The tiny store, which served farming communities in Brown and Watonwan counties, had been struggling for years as custom declined. Suppliers even stopped delivering goods – forcing manager Darlene Olson, who ran the store since 1990, to drive to neighbouring towns and buy groceries for resale.
It’s a sad end for a business that was listed on the National Register of Historic Places in 1987 and has deep roots in the Scandinavian community who settled the area in the 1870s.
Starting life in 1894 as the Nelson and Albin Cooperative and Mercantile Association, its original bylaws were written in Norwegian. Shares were available at $20 and it stocked groceries, dry goods and tools, traded local produce and resold goods from nearby cities St James and La Salle.
The store, which installed one of the first telephones in the area in 1905, also served as a focal point of the community – and remained so for Godhal’s 20 villagers and farmers from the surrounding area, right until the end.
“It’s always been a gathering place,” Ms Olson told the Minnesota Star Tribune. “There is a group of men that come for coffee every day.
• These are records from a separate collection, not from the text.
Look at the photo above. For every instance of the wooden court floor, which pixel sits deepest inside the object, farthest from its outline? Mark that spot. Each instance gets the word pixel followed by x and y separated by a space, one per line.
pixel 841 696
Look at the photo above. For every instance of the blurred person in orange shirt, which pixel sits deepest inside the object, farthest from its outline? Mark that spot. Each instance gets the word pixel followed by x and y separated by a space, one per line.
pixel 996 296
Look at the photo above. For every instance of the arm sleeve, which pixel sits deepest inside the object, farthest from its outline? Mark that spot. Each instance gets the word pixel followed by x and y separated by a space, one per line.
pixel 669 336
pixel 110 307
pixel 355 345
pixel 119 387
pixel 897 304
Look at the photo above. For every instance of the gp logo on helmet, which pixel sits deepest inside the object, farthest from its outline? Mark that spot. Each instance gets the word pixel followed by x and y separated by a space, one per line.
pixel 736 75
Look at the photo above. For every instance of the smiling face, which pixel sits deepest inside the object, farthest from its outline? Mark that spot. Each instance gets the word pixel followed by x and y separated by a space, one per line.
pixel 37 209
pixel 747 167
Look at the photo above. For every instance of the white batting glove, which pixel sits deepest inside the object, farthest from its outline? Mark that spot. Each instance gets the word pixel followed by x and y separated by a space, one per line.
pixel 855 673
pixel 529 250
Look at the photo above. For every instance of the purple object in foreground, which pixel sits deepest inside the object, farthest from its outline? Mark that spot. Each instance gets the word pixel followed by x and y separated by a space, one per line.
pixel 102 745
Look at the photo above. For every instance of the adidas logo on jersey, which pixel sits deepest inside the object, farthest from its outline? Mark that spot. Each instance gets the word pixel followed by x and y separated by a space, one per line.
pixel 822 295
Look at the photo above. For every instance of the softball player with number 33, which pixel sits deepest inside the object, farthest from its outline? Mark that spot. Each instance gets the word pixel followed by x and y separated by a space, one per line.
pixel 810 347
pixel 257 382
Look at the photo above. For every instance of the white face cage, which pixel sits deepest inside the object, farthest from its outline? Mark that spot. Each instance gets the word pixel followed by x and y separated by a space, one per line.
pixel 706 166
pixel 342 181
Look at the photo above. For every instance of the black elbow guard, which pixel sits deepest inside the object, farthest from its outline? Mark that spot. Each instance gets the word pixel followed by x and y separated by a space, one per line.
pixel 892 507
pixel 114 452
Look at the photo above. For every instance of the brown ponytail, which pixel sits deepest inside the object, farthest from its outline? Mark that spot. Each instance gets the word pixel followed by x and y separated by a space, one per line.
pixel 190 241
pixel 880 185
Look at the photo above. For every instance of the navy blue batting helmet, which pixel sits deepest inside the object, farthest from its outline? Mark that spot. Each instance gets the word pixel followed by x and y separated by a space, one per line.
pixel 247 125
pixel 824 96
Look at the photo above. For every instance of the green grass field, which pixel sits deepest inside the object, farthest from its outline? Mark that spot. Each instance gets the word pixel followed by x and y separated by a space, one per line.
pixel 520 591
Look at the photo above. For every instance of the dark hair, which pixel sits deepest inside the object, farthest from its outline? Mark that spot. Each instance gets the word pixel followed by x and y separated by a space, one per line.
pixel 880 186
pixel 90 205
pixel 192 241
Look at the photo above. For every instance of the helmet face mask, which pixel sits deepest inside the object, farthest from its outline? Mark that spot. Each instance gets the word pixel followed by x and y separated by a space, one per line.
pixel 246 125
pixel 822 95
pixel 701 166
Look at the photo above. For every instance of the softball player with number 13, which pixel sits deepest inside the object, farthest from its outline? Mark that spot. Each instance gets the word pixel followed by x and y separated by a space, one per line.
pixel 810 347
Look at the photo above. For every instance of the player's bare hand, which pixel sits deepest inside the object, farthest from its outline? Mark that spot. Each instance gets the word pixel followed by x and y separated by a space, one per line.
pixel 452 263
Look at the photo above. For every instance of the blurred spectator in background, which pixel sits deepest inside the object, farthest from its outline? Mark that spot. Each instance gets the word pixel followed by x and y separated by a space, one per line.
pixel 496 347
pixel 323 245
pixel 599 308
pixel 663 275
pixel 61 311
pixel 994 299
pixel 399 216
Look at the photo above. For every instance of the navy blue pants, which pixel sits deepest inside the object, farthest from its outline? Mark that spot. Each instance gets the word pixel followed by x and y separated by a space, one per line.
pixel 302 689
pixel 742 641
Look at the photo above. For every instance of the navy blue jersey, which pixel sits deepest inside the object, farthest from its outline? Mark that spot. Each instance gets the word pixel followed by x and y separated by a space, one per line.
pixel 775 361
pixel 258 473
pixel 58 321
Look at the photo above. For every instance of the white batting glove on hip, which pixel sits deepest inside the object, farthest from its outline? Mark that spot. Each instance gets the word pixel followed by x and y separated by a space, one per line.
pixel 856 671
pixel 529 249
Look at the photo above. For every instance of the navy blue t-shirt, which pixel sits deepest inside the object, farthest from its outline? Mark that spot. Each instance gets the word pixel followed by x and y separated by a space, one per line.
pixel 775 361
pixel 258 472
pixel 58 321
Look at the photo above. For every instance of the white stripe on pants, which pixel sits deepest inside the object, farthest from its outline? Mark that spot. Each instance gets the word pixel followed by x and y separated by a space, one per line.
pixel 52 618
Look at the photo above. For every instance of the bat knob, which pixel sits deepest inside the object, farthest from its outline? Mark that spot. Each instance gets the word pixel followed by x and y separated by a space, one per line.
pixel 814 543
There’s teams that play baseball and softball in Godahl that come in and are tied to it.
“It has a lot of historical significance to the farmers in the area.”
Unfortunately, the store stopped turning a profit about 35 years ago as the number of local farmers fell and improved transport links lured customers to bigger stores further away.
Its management fought hard to keep the business afloat with fundraising events and a Facebook page but finally closed on New Years’ Eve, posting the online farewell: “Well, we say good bye tonight. To 2016 and 122 years.”
Customers shared their sorrow on the page. “Oh the memories,” wrote Nancy Brekke Court. “My dad managed the store when I was about 6 years of age. It was our special place. Biked there almost every day! Memories of waiting for the activity bus to to take us to swim lessons… And the candy! We always had a tab!”
And Paul Berg suggested the store was part of a wider loss, saying: “Rural demographics are proving the downfall of many institutions, churches, schools, businesses and sadly, a way of life.”
The fate of the historic building and its documents is still to be decided.
“The building and the historical documents, pictures, signs and other display items in the store are not for sale right now,” managers said on Facebook.
“There will be a public meeting in January 2017. The board will seek input from the attendees on what should happen with the remaining assets. Selling the building, signs, pictures, etc. is a possibility, but if that happens it would then all be done in bidding/auction format at a date to be determined later.
“Another possibility is the establishment of a non-profit association to own the store building and all historical documents, signs, pictures, etc. ”
One idea is reviving the building as a community centre but this “would take a financial commitment by the Godahl community (past, present and future) and all concerned parties near and far.”
What is certain is that the store will be missed. Darlene Olson’s daughter in law Carlie told the Farm Forum: “It’s sad. We’re losing a very important piece of history. Just the sense of community that the store stands for.”
That sentiment extends to the next generation – Carlie’s seven-year-old son offered to help keep the store alive, telling her, “You can have all the money in my wallet.”